Во всем чувствовалось, что назревают новые шаги, направленные против Союза, в результате которых могут наступить обвал, необратимые перемены.
Толчком для развязки послужил референдум на Украине. Даже Крым, юг и восток Украины проголосовали в пользу независимости, не говоря о Киеве и тем более о западных областях республики.
И до референдума и после обнародования его итогов немало говорили о том, что голосующие были поставлены в щекотливое положение — надо было ответить на вопрос: ты за или против уже принятого Верховным Советом республики акта о независимости. Может быть, это действительно повлияло на мнение какой-то части граждан, занимавшей неопределенные или колеблющиеся позиции. Но все же этим объяснять итоги референдума было бы неправильно.

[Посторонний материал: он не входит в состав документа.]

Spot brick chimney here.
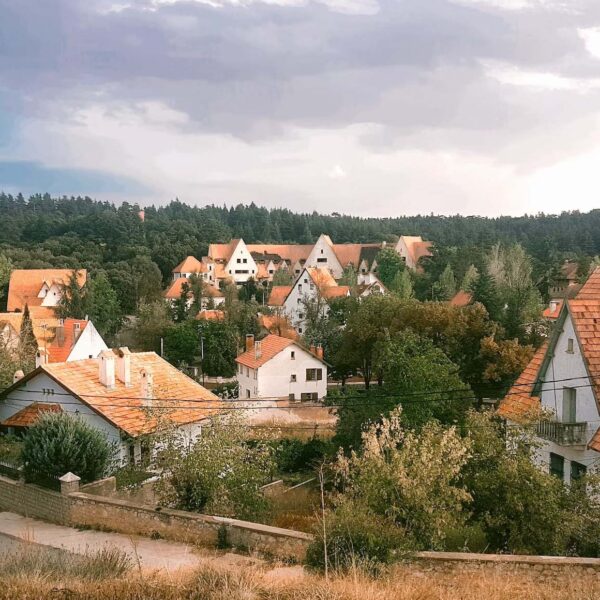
[35,348,48,369]
[140,367,154,406]
[98,350,115,390]
[113,346,131,387]
[246,333,254,352]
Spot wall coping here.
[409,552,600,568]
[69,492,313,541]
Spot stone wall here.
[0,476,70,524]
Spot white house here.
[498,268,600,483]
[0,348,222,464]
[236,334,327,400]
[283,267,350,334]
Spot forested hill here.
[0,193,600,286]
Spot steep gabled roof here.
[6,269,87,312]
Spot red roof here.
[47,319,88,362]
[2,402,62,427]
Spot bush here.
[306,502,411,571]
[22,412,116,482]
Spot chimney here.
[56,319,65,347]
[114,346,131,387]
[73,323,81,346]
[140,367,154,406]
[246,333,254,352]
[35,348,48,369]
[98,350,115,390]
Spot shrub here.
[306,502,411,571]
[22,412,116,482]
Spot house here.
[283,267,350,334]
[0,309,108,366]
[236,334,327,400]
[173,234,431,287]
[6,269,87,317]
[163,277,225,309]
[498,268,600,483]
[0,348,222,464]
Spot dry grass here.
[0,556,600,600]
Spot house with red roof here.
[0,348,223,464]
[236,334,327,401]
[498,267,600,483]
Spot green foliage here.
[22,412,116,483]
[158,414,274,520]
[377,247,406,288]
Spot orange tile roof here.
[46,319,88,362]
[173,256,208,273]
[497,342,548,423]
[542,300,563,321]
[195,310,225,321]
[450,290,473,307]
[235,334,294,369]
[267,285,292,306]
[2,402,62,427]
[577,267,600,300]
[6,269,87,312]
[29,352,224,436]
[258,315,300,340]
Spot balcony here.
[536,421,587,446]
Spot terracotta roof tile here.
[2,402,62,427]
[497,342,548,423]
[235,334,294,369]
[40,352,224,436]
[267,285,292,306]
[6,269,87,312]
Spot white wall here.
[225,240,258,283]
[539,315,600,482]
[237,344,327,400]
[67,321,108,362]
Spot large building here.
[498,268,600,483]
[173,234,431,286]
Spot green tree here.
[158,414,274,520]
[22,412,116,482]
[377,247,406,288]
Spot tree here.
[158,414,274,520]
[437,265,456,300]
[390,269,414,300]
[377,247,406,287]
[86,271,123,337]
[22,412,116,482]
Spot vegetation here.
[21,412,115,483]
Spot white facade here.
[304,234,344,279]
[538,313,600,483]
[225,240,258,283]
[237,344,327,401]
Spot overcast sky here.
[0,0,600,216]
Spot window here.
[571,460,587,481]
[562,388,577,423]
[550,452,565,481]
[306,369,323,381]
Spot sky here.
[0,0,600,217]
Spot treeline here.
[0,193,600,281]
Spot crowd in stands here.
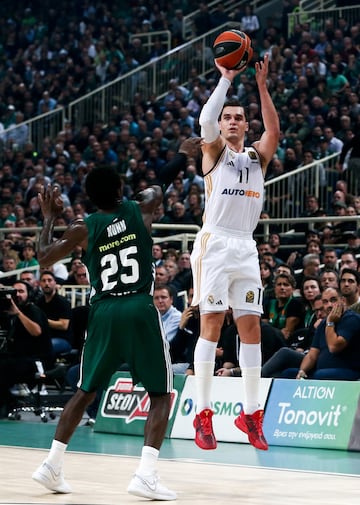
[0,0,360,416]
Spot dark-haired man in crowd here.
[0,281,54,415]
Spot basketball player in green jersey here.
[33,167,176,500]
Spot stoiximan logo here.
[101,378,178,424]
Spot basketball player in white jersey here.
[191,55,280,450]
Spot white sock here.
[239,342,261,414]
[46,440,67,471]
[194,337,217,414]
[136,445,159,477]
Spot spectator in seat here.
[282,288,360,380]
[340,268,360,307]
[0,281,54,416]
[154,284,184,373]
[170,288,200,373]
[261,294,325,377]
[20,270,42,304]
[263,273,305,340]
[319,268,339,291]
[38,270,72,357]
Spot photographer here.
[0,281,54,415]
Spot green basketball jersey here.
[83,201,154,303]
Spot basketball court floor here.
[0,417,360,505]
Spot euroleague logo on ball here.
[213,30,253,70]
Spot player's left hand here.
[255,53,269,86]
[38,184,64,218]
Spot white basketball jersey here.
[203,146,264,234]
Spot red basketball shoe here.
[234,410,269,451]
[193,409,217,450]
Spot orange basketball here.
[213,30,253,70]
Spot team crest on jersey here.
[245,291,255,303]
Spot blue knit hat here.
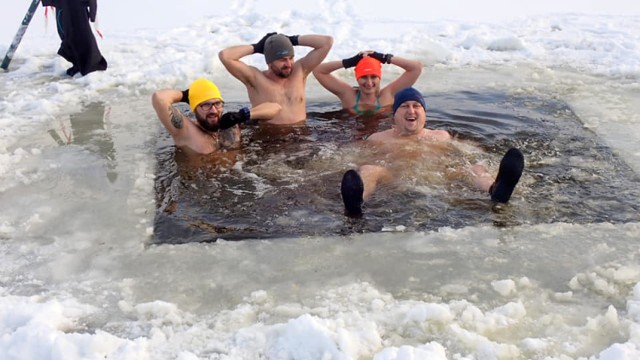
[393,87,427,114]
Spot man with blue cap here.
[340,87,524,217]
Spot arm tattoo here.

Я думаю, и национальный момент не имел здесь самодовлеющего значения. Ведь и значительное число русских высказалось в пользу независимости республики. По-моему, главное в том, что в глазах населения Украины сильно упал авторитет Москвы, России, Центра. Просто не хотят "ходить под Москвой" с ее неразберихой, экономической нестабильностью и материальной необеспеченностью, угрозой диктатуры. На Украине до этого времени было больше порядка и относительного благополучия. Следует иметь в виду, что настроения отчуждения от Москвы, регионального сепаратизма оживились по всей стране, даже в русских районах Российской Федерации. А тут они переплелись и с национальными моментами.